Die Energieänderung erhält bei exothermen Prozessen ein negatives, bei endothermen ein positives Vorzeichen.

Bleibt bei einer Reaktion das Reaktionsvolumen konstant (in starkwandigen Gefäßen wie Autoklaven), so spricht man von isochoren Reaktionen.
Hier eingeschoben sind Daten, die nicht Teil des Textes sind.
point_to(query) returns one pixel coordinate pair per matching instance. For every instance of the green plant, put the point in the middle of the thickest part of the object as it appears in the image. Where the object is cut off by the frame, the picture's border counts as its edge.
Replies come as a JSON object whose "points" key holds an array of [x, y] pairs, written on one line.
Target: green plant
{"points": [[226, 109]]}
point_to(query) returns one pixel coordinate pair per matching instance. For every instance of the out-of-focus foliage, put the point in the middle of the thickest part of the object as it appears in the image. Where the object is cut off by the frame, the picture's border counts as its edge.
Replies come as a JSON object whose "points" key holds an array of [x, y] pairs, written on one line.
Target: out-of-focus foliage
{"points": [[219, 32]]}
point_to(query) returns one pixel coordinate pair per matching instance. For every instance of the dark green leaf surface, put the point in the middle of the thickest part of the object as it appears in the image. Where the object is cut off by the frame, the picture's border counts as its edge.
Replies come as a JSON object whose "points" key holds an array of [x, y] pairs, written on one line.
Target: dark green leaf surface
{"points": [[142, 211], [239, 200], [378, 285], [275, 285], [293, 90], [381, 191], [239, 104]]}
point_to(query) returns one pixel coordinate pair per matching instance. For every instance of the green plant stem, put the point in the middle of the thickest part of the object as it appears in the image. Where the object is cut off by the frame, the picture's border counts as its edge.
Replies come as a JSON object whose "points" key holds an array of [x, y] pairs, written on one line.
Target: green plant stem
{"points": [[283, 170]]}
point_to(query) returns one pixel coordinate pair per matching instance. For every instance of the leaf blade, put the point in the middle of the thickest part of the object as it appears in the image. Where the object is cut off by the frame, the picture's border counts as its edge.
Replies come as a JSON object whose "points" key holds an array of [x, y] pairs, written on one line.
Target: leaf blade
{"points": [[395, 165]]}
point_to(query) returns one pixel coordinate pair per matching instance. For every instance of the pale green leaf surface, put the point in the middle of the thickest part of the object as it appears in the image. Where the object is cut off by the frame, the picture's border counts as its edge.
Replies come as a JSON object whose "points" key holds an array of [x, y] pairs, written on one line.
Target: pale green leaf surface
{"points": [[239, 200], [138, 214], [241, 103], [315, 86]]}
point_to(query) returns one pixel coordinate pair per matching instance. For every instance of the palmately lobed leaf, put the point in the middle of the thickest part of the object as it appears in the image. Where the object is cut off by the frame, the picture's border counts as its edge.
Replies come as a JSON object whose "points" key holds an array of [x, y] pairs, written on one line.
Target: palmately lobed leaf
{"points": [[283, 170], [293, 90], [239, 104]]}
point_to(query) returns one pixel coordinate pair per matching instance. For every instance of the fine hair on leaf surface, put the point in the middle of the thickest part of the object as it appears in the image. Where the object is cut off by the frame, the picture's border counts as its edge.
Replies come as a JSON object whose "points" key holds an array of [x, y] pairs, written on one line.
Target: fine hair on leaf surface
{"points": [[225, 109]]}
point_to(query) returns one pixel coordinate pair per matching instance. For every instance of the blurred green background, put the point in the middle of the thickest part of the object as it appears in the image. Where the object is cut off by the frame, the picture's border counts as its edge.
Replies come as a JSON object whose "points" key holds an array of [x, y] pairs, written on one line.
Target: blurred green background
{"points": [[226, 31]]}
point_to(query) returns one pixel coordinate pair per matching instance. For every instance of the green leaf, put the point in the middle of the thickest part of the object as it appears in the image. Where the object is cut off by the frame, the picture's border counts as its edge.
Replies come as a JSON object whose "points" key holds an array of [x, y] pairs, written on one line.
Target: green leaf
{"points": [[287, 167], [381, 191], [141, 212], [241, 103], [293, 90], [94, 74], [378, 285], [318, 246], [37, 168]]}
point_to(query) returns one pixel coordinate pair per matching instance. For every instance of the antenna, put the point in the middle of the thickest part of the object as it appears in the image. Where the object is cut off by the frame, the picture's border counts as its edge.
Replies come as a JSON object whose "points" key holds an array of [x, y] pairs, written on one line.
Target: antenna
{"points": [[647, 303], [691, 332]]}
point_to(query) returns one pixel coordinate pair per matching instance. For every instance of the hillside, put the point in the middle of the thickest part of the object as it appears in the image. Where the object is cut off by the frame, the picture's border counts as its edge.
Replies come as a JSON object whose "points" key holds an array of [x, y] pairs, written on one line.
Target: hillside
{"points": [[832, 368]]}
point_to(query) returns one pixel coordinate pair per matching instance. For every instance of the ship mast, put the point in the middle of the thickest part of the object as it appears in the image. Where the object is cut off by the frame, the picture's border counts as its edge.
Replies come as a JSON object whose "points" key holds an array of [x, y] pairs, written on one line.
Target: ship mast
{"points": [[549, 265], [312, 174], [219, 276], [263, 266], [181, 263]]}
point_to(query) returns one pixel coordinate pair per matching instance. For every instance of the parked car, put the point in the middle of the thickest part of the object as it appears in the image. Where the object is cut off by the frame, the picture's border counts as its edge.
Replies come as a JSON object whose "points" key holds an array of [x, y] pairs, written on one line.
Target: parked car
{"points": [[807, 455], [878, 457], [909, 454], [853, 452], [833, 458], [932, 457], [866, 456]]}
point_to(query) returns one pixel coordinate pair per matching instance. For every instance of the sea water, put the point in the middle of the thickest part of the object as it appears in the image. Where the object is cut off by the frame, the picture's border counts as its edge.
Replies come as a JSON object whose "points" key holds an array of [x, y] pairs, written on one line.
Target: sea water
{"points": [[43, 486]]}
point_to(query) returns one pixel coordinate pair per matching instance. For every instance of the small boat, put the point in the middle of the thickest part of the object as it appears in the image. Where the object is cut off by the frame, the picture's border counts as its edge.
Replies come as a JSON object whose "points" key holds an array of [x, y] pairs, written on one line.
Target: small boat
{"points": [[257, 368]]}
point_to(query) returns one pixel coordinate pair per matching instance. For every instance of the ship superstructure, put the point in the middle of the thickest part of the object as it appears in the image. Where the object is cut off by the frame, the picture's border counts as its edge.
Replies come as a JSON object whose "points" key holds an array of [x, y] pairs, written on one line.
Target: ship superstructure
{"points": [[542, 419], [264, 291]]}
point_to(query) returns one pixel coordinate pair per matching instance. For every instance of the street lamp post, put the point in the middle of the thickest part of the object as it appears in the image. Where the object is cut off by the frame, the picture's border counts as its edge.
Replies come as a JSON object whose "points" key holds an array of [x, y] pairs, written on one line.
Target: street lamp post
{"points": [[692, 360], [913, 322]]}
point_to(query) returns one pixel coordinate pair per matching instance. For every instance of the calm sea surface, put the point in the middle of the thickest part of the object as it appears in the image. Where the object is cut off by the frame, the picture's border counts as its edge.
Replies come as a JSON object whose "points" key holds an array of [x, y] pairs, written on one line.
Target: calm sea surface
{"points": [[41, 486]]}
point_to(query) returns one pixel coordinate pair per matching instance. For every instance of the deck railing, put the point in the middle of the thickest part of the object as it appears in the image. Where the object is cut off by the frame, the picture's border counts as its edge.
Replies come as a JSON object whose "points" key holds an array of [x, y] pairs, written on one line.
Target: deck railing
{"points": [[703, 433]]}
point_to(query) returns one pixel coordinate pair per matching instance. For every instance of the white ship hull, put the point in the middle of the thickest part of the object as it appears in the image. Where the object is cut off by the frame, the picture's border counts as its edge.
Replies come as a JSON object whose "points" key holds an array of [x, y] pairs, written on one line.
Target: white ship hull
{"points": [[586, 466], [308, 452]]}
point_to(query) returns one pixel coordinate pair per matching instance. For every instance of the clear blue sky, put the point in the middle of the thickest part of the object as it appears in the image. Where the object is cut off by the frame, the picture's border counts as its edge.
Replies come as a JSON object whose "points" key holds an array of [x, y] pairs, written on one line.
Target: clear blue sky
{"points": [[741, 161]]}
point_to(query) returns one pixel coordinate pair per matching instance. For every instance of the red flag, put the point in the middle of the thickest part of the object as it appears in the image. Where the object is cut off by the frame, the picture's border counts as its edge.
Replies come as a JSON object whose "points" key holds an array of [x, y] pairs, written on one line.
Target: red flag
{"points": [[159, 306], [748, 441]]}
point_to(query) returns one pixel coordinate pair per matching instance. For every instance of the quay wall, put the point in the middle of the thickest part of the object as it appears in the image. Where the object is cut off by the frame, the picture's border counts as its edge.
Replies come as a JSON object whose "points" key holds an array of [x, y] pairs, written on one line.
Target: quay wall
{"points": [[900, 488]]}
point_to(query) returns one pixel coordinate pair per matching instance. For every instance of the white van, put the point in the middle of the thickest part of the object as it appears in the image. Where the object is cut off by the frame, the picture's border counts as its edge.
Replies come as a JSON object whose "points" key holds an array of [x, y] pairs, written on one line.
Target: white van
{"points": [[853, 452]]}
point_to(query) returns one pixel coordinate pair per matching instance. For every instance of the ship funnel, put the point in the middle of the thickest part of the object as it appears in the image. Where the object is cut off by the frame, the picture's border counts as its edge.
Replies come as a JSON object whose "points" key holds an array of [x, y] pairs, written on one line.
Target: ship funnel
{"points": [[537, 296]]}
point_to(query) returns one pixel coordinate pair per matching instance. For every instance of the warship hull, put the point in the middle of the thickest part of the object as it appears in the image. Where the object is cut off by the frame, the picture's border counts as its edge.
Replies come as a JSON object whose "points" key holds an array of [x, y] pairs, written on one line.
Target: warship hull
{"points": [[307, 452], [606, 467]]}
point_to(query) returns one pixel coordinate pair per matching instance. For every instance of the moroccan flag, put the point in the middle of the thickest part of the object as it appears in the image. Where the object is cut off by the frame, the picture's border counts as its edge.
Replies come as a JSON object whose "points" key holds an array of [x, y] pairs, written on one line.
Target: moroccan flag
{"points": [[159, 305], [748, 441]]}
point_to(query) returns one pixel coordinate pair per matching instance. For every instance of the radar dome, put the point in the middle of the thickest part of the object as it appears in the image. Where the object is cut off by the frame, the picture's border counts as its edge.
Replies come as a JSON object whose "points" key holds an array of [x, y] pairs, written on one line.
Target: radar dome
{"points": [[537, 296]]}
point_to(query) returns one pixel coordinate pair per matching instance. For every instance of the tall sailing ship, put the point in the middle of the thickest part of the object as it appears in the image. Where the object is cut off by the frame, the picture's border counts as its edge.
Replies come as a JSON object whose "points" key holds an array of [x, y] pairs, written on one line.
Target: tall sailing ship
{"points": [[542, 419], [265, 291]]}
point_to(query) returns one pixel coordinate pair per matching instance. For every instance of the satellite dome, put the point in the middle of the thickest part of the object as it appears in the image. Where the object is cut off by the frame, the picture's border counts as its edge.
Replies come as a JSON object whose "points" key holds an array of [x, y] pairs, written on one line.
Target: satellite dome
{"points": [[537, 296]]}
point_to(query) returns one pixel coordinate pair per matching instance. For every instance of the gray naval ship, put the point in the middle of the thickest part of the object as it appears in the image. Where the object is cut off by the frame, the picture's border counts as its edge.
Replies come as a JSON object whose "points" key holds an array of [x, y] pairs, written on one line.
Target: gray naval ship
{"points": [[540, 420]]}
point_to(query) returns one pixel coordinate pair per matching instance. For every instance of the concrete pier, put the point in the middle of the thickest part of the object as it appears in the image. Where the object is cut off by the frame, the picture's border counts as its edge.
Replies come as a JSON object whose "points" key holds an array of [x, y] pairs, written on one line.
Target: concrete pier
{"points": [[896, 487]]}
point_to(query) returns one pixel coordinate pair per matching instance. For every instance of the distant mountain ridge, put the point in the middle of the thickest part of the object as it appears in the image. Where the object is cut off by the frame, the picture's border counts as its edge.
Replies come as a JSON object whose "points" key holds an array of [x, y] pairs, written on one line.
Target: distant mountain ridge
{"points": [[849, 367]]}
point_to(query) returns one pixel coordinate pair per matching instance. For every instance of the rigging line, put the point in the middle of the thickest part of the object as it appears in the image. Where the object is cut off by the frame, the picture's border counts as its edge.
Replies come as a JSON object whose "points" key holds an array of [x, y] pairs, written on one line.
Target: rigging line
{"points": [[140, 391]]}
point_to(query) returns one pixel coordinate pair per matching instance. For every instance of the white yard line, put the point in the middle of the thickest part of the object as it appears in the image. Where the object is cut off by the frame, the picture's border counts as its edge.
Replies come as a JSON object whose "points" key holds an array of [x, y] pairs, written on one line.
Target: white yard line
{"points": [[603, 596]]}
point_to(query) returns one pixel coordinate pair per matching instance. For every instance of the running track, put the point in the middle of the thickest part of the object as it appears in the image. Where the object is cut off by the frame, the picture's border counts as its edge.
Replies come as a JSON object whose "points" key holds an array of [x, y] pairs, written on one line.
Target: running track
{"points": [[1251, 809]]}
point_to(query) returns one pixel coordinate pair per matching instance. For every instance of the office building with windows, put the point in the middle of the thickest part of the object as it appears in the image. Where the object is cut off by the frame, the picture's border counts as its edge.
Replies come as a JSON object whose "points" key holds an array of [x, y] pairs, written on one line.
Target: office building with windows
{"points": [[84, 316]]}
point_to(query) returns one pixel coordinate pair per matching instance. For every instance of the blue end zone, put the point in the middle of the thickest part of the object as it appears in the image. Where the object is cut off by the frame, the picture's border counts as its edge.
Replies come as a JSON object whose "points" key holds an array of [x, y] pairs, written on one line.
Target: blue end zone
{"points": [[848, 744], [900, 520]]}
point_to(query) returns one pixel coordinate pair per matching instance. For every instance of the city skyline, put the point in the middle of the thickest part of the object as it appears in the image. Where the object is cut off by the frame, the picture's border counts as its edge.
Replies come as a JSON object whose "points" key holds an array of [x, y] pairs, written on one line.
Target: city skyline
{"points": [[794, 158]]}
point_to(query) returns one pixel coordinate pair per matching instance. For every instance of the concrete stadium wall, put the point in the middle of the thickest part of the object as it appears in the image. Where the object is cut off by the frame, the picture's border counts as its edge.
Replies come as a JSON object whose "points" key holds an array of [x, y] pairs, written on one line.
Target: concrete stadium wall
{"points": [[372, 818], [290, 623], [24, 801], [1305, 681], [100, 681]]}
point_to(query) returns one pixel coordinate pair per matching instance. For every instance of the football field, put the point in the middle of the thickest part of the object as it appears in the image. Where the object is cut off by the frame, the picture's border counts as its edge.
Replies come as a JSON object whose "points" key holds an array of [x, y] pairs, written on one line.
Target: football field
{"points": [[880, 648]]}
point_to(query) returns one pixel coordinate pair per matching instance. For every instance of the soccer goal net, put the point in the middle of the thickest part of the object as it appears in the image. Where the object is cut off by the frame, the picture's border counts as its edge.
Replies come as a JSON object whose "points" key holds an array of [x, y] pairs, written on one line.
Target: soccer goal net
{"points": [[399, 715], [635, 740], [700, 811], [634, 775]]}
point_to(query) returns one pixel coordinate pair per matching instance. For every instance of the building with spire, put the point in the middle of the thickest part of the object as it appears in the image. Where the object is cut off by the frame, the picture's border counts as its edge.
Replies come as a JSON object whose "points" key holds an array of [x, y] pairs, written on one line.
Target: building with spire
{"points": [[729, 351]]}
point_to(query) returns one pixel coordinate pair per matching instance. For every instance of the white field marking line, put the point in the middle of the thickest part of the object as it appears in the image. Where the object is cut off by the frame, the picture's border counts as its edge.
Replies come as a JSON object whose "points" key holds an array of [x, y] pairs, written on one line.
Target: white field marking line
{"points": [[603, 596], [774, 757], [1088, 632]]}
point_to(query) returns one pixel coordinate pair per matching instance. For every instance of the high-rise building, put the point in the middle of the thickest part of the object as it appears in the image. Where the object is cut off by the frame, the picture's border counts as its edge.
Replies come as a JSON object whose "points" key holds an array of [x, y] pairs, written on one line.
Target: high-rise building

Isobare Reaktionen finden unter konstantem Druck (dp=0) statt.

Überführt man ein System von einem Zustand in einen anderen, so kann der damit verbundene Prozess reversibel oder irreversibel verlaufen.

Reversibler Prozess
Unter einem reversiblen (umkehrbaren) Prozess versteht man einen Vorgang, bei dem die Rückkehr des Systems in den Ausgangszustand ohne irgendwelche Veränderungen im System selbst oder in der Umgebung möglich ist.
Irreversibler Prozess
Ein Prozess ist irreversibel, wenn als Ergebnis seines Ablaufs Veränderungen im System oder seiner Umgebung zurückbleiben.

Alle realen Prozesse liegen zwischen den Extremen völlig reversibel und völlig irreversibel. Die Idealvorstellung des reversiblen Prozesses ist jedoch wichtig, weil sich aus ihr grundlegende, relativ einfache thermodynamische Gesetzmäßigkeiten ergeben, die man in vielen Fällen näherungsweise auch auf reale Prozesse anwenden kann.